Be very careful at this point, it’s easy to lose people. Build the lesson on a dummy example so everything works, under no circumstances use an existing code-base. They have to see the process work. They have to feel the liberation that comes from being able to share functional code across the team. It’s worth it.
The alternative is that you get an email once a week with an ‘update to the model’ with an ambiguous description of how good it is and you spend the next week trying to make it work. The modelling team gets more and more disconnected from the production environment and so more incompatibility arises. You spend all your time hacking together terrible solutions that are not performing and are unmaintainable. And the best one: you’re responsible for when a model doesn’t behave the same way as it did on the author’s Windows 7 desktop.
4. Don’t be too fussy
Once you get the modelling team enjoying the version control workflow, relax. Help them get the builds to pass, and explain why they broke. At this point it’s easy and we’re all enjoying the chance to understand how production hardware works together.
Start adding tests and encourage them to as well. Show them how the tests are run and why breaking builds/tests are great.
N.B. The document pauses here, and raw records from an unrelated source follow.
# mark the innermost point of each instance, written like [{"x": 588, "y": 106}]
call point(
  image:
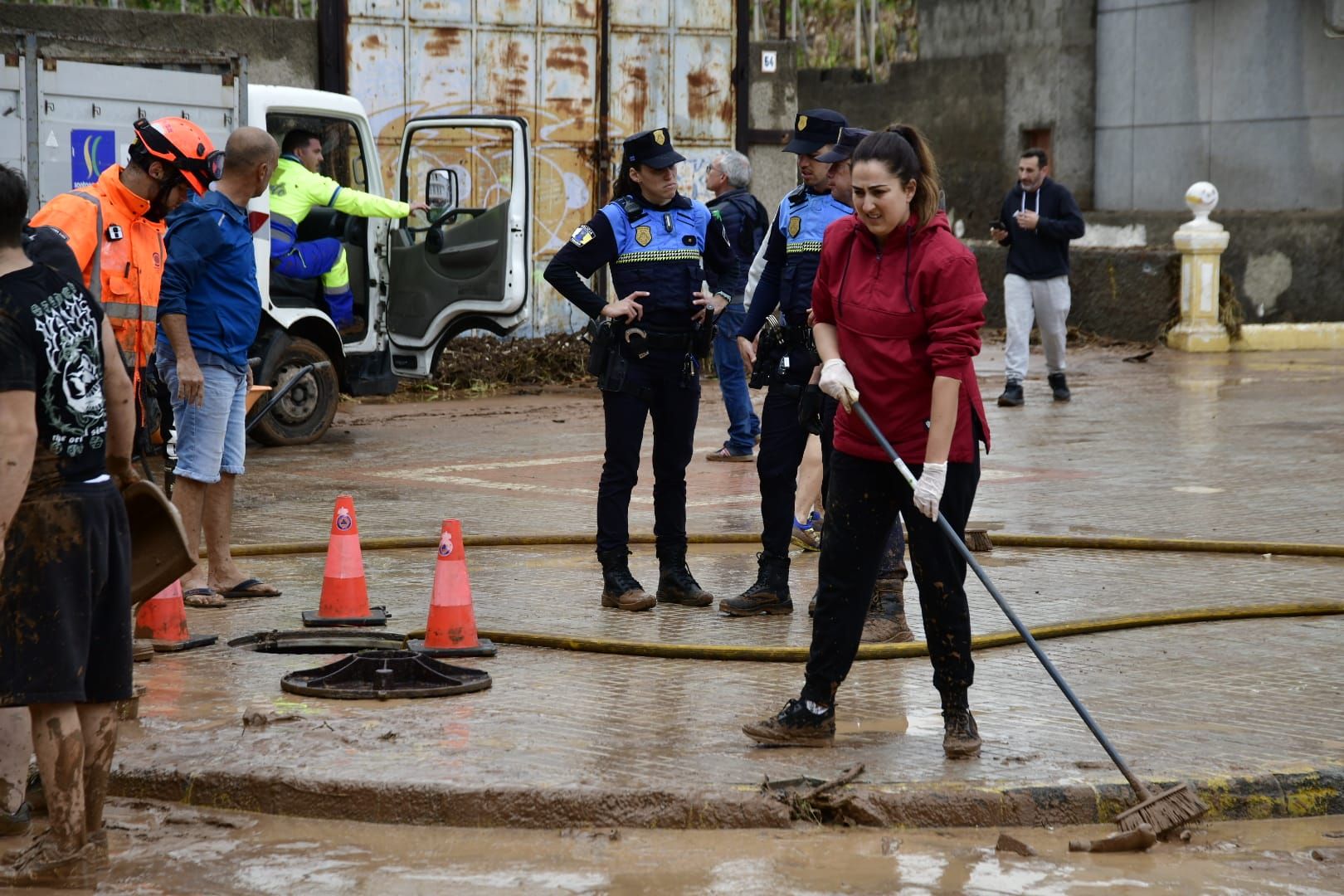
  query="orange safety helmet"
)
[{"x": 184, "y": 145}]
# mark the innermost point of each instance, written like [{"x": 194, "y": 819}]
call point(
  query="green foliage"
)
[{"x": 825, "y": 32}]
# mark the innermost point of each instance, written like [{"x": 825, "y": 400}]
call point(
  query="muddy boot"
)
[
  {"x": 960, "y": 735},
  {"x": 43, "y": 865},
  {"x": 17, "y": 822},
  {"x": 796, "y": 726},
  {"x": 1011, "y": 395},
  {"x": 1059, "y": 387},
  {"x": 620, "y": 589},
  {"x": 676, "y": 585},
  {"x": 886, "y": 620},
  {"x": 771, "y": 592}
]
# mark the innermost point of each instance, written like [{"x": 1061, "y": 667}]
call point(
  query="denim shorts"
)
[{"x": 212, "y": 437}]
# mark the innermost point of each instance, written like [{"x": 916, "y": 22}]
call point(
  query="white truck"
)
[{"x": 417, "y": 282}]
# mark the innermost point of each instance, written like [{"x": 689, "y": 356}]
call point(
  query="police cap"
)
[
  {"x": 843, "y": 148},
  {"x": 652, "y": 148},
  {"x": 813, "y": 129}
]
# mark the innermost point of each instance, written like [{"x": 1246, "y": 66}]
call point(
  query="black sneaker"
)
[
  {"x": 1059, "y": 386},
  {"x": 960, "y": 735},
  {"x": 796, "y": 726}
]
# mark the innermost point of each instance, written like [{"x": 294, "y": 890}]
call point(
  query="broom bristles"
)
[{"x": 1166, "y": 811}]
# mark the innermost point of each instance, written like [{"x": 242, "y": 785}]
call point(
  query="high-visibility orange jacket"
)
[{"x": 119, "y": 253}]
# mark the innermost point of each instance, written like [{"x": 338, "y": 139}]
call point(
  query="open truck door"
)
[{"x": 466, "y": 262}]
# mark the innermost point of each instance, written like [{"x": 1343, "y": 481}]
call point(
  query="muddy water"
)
[{"x": 160, "y": 848}]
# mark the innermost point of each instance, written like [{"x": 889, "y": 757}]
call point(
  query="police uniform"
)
[
  {"x": 665, "y": 251},
  {"x": 791, "y": 257},
  {"x": 295, "y": 191}
]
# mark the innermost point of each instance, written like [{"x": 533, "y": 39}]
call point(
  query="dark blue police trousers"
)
[{"x": 674, "y": 403}]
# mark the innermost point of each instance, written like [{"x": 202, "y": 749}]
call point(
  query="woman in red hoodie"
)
[{"x": 898, "y": 312}]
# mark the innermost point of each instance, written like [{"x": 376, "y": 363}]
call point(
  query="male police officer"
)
[
  {"x": 295, "y": 190},
  {"x": 791, "y": 256}
]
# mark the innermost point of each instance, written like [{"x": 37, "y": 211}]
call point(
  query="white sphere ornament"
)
[{"x": 1202, "y": 197}]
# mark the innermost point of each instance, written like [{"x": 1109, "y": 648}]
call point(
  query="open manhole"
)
[
  {"x": 319, "y": 641},
  {"x": 385, "y": 674}
]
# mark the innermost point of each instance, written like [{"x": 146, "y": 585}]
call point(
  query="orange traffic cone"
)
[
  {"x": 450, "y": 631},
  {"x": 344, "y": 592},
  {"x": 163, "y": 621}
]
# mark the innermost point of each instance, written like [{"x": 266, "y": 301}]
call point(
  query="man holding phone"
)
[{"x": 1038, "y": 219}]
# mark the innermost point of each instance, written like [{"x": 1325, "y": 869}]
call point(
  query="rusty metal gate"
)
[{"x": 582, "y": 73}]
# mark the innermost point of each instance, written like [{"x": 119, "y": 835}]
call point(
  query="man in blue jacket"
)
[
  {"x": 745, "y": 222},
  {"x": 1036, "y": 221},
  {"x": 208, "y": 314}
]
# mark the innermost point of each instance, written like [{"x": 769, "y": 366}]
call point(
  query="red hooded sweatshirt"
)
[{"x": 895, "y": 342}]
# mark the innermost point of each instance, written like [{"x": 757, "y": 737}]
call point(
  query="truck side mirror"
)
[{"x": 441, "y": 190}]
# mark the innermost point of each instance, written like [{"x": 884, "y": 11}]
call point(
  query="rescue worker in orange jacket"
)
[{"x": 116, "y": 226}]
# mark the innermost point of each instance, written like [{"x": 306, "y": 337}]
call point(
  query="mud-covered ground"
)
[{"x": 162, "y": 848}]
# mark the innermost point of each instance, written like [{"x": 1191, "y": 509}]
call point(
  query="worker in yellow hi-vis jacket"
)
[{"x": 295, "y": 190}]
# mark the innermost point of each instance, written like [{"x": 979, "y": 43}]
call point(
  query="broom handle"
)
[{"x": 1012, "y": 617}]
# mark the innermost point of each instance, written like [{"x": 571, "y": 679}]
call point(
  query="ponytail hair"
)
[{"x": 905, "y": 151}]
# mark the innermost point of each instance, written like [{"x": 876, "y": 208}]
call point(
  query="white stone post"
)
[{"x": 1200, "y": 243}]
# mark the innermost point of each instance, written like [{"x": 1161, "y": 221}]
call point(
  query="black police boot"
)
[
  {"x": 1059, "y": 384},
  {"x": 960, "y": 735},
  {"x": 771, "y": 592},
  {"x": 796, "y": 726},
  {"x": 886, "y": 620},
  {"x": 676, "y": 585},
  {"x": 620, "y": 589}
]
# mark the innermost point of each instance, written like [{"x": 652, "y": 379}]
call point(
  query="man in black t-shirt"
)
[{"x": 66, "y": 426}]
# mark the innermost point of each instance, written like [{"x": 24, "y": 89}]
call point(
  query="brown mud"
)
[{"x": 162, "y": 848}]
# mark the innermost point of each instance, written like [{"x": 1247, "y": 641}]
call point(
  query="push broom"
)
[{"x": 1166, "y": 811}]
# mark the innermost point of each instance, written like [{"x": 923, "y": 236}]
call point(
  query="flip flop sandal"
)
[
  {"x": 245, "y": 590},
  {"x": 203, "y": 598}
]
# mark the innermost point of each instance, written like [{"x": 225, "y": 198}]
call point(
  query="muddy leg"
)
[
  {"x": 15, "y": 748},
  {"x": 60, "y": 747},
  {"x": 99, "y": 724},
  {"x": 188, "y": 496}
]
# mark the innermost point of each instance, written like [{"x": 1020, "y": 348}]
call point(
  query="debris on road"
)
[
  {"x": 1008, "y": 844},
  {"x": 1124, "y": 841}
]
Only test end-to-end functionality. Don’t try to be too thorough with your tests. They’re already struggling with the rules so just make sure the code does what you need it to do. Be generous during code reviews. They will enjoy doing them but make reviews about functionality - not style or maintainability. Never do anything to risk losing their motivation with the process.
We must find ways of achieving high standards in a scalable solution deployment while also fostering the growth of software development skills in those of us with varied backgrounds. At Kablamo, the majority of our projects are novel innovations for our clients rather than reboots, rewrites or refreshment projects.
We’ve made a name for ourselves as being the team that delivers insight and vision for aspirational projects where the pathway to success is murky. It is the focused development of skills within a multidisciplinary team that puts us in this position.